Feb 25, 2021
#security #reversing #malware #linuxHere’s a new approach I’ve been trying out for evading advanced detection capabilities on Linux environments!
It’s now common knowledge that many Linux-based malware implants employ techniques to detect debuggers tracing their execution, from the classical PTRACE_TRACEME
technique to trying to catch a SIGTRAP
before the debugger does:
#include <stdio.h>
#include <sys/ptrace.h>
/* Called to check if we are a child to a parent tracer */
if (ptrace(PTRACE_TRACEME, 0, 1, NULL)) {
printf("Is that a debugger I see??\n");
DoSomethingElse();
}
...
/* `someHandler` callback sets side effect `isDebugged`, which we can check after. */
signal(SIGTRAP, someHandler);
raise(SIGTRAP);
if (isDebugged) {
printf("Is that a debugger I see??\n");
DoSomethingElse();
}
/* No one's looking at us, do bad stuff! */
printf("We're fine!\n");
DoMaliciousStuff();
It’s not news that these techniques can all be beaten manually by an analyst in a number of ways. For instance, the simple ptrace
antidebug can be broken by setting a breakpoint at the test rax, rax
instruction after the ptrace
syscall is made, and modifying the return value to continue without going to the branch where we’re caught:
gef➤ r
Starting program: /home/alan/Code/ebpf_evasion/a.out
Is that a debugger I see??
[Inferior 1 (process 3068) exited with code 0377]
gef➤ disass main
Dump of assembler code for function main:
0x00000000004017f5 <+0>: push rbp
0x00000000004017f6 <+1>: mov rbp,rsp
0x00000000004017f9 <+4>: sub rsp,0x10
0x00000000004017fd <+8>: mov DWORD PTR [rbp-0x4],edi
0x0000000000401800 <+11>: mov QWORD PTR [rbp-0x10],rsi
0x0000000000401804 <+15>: mov ecx,0x0
0x0000000000401809 <+20>: mov edx,0x1
0x000000000040180e <+25>: mov esi,0x0
0x0000000000401813 <+30>: mov edi,0x0
0x0000000000401818 <+35>: mov eax,0x0
0x000000000040181d <+40>: call 0x43fd60 <ptrace>
0x0000000000401822 <+45>: test rax,rax
0x0000000000401825 <+48>: je 0x40183a <main+69>
0x0000000000401827 <+50>: lea rdi,[rip+0x817d6] # 0x483004
0x000000000040182e <+57>: call 0x40a8d0 <puts>
0x0000000000401833 <+62>: mov eax,0xffffffff
0x0000000000401838 <+67>: jmp 0x40184b <main+86>
0x000000000040183a <+69>: lea rdi,[rip+0x817de] # 0x48301f
0x0000000000401841 <+76>: call 0x40a8d0 <puts>
0x0000000000401846 <+81>: mov eax,0x0
0x000000000040184b <+86>: leave
0x000000000040184c <+87>: ret
End of assembler dump.
gef➤ b *0x0000000000401822
Breakpoint 1 at 0x401822
gef➤ r
Starting program: /home/alan/Code/ebpf_evasion/a.out
Breakpoint 1, 0x0000000000401822 in main ()

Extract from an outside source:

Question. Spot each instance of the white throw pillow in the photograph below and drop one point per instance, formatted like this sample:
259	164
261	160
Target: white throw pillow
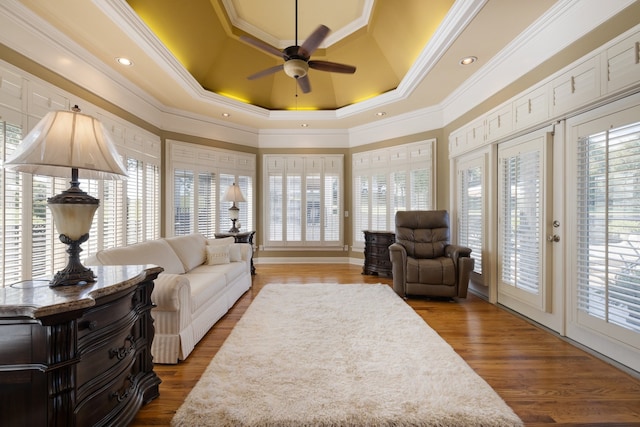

[ Legend: Modified register | Code | Heap | Stack | String ]
───────────────────────────────────────────────────────────────────────────────────────── registers ────
$rax : 0xffffffffffffffff
...
────────────────────────────────────────────────────────────────────────────────────────────────────────
gef➤ set $rax = 0
gef➤ c
Continuing.
We're fine!
[Inferior 1 (process 3072) exited normally]
But, rather than playing the cat-and-mouse game and employing these manual mitigations against such techniques, many security engineers are now building up completely new detection tools, specifically in the container security realm, involving the eBPF subsystem to dynamically trace threats rather than use traditional debugging facilities. Let’s explore this a bit more in detail and build up something of our own!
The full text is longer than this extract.